Designed as a “timeless, sensory journey”, according to Yannick Lintz, president of the Guimet museum, the exhibition invites you to discover their representations and their history through 300 statues, paintings, ritual objects and pharmacopoeial treasures, never shown for the first time. mostly.

This thematic journey begins under a beam of luminous points evoking the network of meridians – twelve main points on the body, each corresponding to an organ – and the circulation of vital energies, at the heart of health for these medicines.

A first section evokes the mythology, history and development of Chinese, Indian and Tibetan medical traditions, based on the equivalences between infinitely large and infinitely small.

At the heart of the drawings and sculptures: the balances, stimulated in a preventive way, and a pantheon of divinities embodying the concepts of disease or healing.

“These medicines are very popular today, there has been renewed interest in the West since the Covid, but this interest is not recent”, underlines Aurélie Samuel, one of the three commissioners, with Alban François and Thierry Zephyr.

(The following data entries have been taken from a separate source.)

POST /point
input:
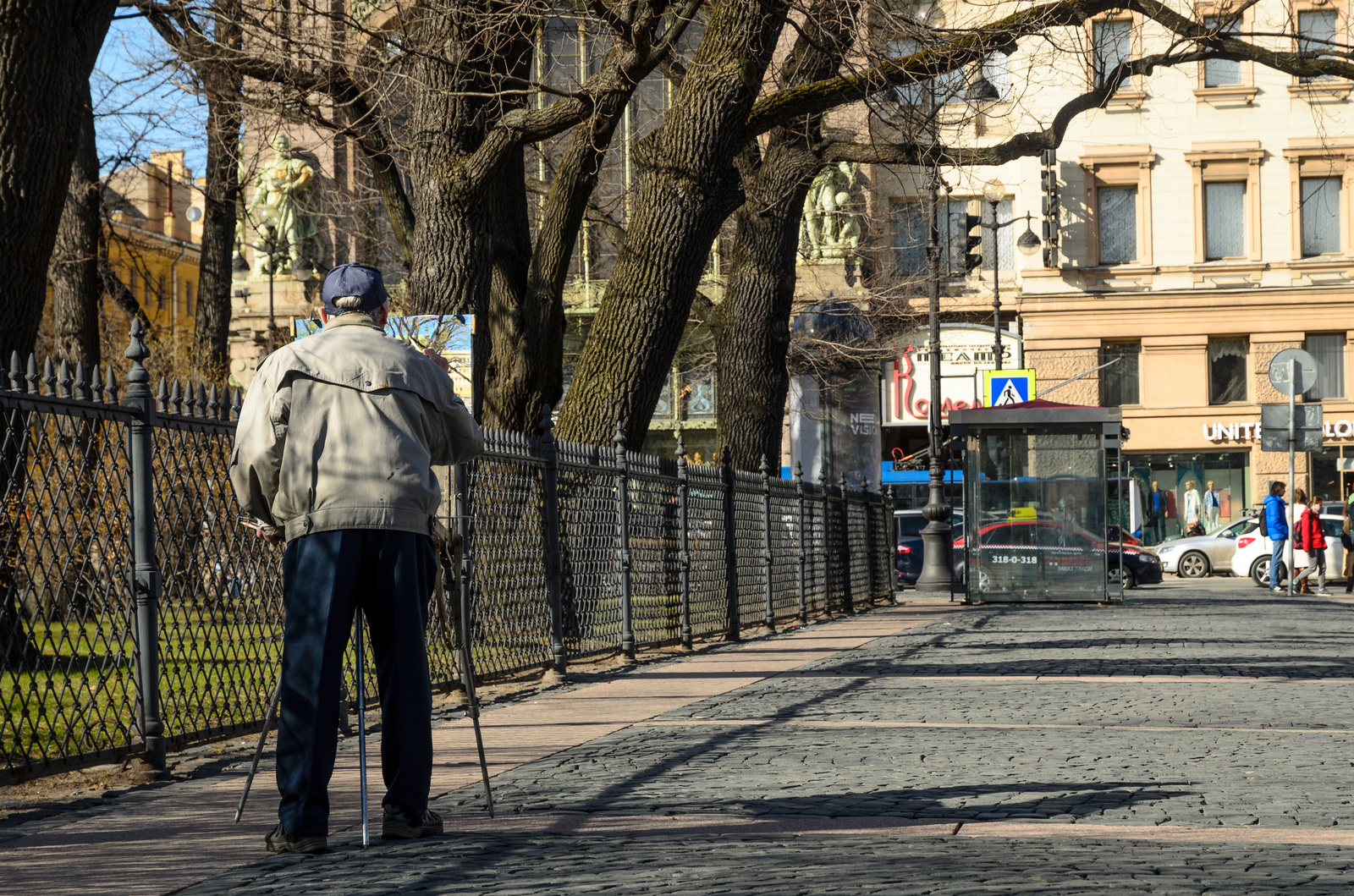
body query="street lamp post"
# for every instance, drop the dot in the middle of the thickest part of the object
(936, 535)
(1028, 244)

If these practices, mainly discovered in the 17th century, are still not officially widespread in Western allopathic medicine, it integrates them little by little.

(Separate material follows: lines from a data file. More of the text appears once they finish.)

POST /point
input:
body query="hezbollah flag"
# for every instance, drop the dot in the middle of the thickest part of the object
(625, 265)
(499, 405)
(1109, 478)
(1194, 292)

Hospital care based on Chinese medicine is thus offered in Paris “to remedy the side effects of chemotherapy”, underlines Ms. Samuel.

Central point of the exhibition, a space designed as an apothecary’s cabinet presents the pharmacopoeia (dried animals, medicinal plants such as betel, opium, ginseng…), acupuncture mannequins and liquor boxes and medical preparations.

This is followed by the presentation of the diagnosis, including taking the pulse, and treatments such as acupuncture, moxibustion (acupuncture by heat, editor’s note), Ayurvedic massages and energy practices (qi gong, tai chi, yoga).

In other rooms, the visitor is invited to a guided meditation exercise or to discover shamanism and exorcism.

The exhibition ends with the “dialogue of opposites” between East and West: precious encyclopaedic works rub shoulders with a Japanese painted scroll, deployed over eight meters, illustrating the scientific dissection of a condemned man.